Qatar is banking on AI to improve GPS navigation for 2022 FIFA World Cup
The 22nd edition of the world’s biggest football tournament has been awarded to Qatar, the richest country in the world. But, despite having the highest per capita income on the globe, the West Asian country is also the smallest nation by area ever to host a FIFA World Cup.
Qatar is aware that it is yet to attain preeminence in the eyes of the big geospatial companies that build digital maps, the torchbearers of modern-day navigation. So, as it prepares for the 2022 FIFA World Cup, the Arab Gulf nation is looking to leverage artificial intelligence in a quest to improve GPS navigation.
Qatar is constantly constructing new roads and improving old ones. And yet, when Massachusetts Institute of Technology Professor Samuel Madden visited the nation, he discovered that his Uber driver was unable to figure out how to get where he was going because the map was completely off.
It was then that he realized the importance of a machine learning model MIT was developing in collaboration with the Qatar Computing Research Institute (QCRI). This model can automatically tag road features in satellite imagery and even predict the number of lanes and road types (residential or highway) behind obstructions, such as trees.

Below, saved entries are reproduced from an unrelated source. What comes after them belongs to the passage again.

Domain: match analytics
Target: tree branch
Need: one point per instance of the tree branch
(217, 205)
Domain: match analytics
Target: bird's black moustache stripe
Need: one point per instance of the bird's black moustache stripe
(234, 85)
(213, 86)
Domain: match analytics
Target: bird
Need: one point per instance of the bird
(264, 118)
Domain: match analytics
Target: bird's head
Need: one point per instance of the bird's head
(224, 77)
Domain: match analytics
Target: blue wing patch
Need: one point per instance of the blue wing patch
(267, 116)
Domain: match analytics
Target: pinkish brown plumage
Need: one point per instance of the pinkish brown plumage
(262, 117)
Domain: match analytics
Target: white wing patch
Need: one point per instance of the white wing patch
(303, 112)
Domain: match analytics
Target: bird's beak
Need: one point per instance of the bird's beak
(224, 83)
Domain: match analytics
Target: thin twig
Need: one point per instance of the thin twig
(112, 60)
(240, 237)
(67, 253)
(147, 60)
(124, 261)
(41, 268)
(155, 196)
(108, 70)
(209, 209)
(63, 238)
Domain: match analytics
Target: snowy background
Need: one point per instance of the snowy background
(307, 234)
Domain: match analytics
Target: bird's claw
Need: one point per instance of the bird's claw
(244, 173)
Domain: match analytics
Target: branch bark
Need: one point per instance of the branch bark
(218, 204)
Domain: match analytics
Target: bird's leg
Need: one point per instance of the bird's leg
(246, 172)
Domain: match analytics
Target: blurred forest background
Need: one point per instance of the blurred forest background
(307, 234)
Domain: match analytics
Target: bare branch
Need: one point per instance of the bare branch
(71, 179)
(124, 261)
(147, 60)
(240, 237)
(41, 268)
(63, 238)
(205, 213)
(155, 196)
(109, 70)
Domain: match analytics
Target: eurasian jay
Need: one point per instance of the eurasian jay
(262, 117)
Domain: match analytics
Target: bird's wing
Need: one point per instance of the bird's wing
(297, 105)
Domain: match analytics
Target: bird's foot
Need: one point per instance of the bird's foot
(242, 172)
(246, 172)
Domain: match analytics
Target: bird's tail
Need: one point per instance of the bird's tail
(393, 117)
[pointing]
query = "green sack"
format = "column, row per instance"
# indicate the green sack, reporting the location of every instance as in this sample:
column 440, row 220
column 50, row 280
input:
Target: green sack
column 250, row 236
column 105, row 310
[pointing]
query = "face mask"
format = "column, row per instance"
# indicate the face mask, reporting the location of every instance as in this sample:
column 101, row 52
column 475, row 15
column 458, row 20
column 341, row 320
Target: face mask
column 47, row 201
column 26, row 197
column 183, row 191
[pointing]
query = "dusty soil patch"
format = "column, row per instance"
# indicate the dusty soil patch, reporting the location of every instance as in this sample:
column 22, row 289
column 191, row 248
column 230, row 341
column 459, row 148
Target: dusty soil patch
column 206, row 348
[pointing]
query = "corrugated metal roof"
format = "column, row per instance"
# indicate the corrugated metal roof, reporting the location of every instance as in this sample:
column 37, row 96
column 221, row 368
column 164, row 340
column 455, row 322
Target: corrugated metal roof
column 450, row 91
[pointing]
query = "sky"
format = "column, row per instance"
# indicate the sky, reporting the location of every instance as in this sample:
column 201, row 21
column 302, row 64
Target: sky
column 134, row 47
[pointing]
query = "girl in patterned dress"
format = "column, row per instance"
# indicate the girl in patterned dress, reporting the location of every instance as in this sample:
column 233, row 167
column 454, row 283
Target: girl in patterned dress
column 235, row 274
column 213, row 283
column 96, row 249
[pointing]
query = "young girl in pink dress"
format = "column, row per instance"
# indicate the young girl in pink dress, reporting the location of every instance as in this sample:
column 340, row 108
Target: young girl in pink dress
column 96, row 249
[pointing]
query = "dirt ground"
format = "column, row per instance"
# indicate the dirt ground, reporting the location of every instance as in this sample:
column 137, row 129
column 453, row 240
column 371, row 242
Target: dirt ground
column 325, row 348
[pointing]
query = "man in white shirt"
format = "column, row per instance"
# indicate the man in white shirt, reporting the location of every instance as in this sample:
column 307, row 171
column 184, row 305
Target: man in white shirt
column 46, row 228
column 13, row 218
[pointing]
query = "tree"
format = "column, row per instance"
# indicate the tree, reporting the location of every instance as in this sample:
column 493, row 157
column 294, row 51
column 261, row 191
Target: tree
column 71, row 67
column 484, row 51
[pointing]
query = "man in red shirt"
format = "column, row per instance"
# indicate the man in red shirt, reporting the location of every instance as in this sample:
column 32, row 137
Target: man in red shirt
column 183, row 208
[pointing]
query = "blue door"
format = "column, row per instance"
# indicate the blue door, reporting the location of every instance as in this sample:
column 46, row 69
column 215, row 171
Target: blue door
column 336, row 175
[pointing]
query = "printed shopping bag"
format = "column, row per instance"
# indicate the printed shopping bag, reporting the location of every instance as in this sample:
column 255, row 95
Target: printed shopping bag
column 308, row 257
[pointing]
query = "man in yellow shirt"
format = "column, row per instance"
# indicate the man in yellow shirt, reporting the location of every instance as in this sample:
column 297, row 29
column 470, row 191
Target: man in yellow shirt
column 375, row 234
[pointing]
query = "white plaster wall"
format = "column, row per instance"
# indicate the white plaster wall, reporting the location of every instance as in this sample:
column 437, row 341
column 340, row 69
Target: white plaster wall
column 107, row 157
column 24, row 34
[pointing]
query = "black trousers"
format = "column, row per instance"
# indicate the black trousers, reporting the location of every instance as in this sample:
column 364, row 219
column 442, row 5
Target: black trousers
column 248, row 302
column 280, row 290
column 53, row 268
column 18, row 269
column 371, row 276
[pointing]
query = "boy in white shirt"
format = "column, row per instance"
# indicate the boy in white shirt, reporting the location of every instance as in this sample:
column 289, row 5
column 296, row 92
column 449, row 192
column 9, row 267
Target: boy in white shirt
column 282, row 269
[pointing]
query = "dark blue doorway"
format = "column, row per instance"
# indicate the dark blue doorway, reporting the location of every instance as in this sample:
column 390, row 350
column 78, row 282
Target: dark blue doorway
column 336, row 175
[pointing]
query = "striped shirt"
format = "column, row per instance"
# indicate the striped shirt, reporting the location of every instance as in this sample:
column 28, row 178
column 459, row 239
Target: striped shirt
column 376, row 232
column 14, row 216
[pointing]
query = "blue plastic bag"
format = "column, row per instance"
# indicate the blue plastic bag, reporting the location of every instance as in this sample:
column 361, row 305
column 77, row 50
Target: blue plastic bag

Creating highly-accurate and up-to-date maps is both expensive and time-consuming. Only a handful of big companies, like Google and Apple, can afford to send mapping vehicles across the globe to capture video and images through cameras strapped to their hoods. Which is likely why some parts of the world get ignored in the process.
“If navigation apps don’t have the right information, for things such as lane merging, this could be frustrating or worse,” Madden says. “Most updated digital maps are from places that big companies care the most about. If you’re in places they don’t care about much, you’re at a disadvantage with respect to the quality of the map.”
Initial tests have shown that MIT and QCRI’s artificial intelligence model, dubbed RoadTagger, can count lane numbers with 77% accuracy and inferred road types with 93% accuracy. The researchers are working to improve the model and get it to predict other road features as well, for example, parking spots and bike lanes. “Our goal is to automate the process of generating high-quality digital maps, so they can be available in any country,” Madden sums up.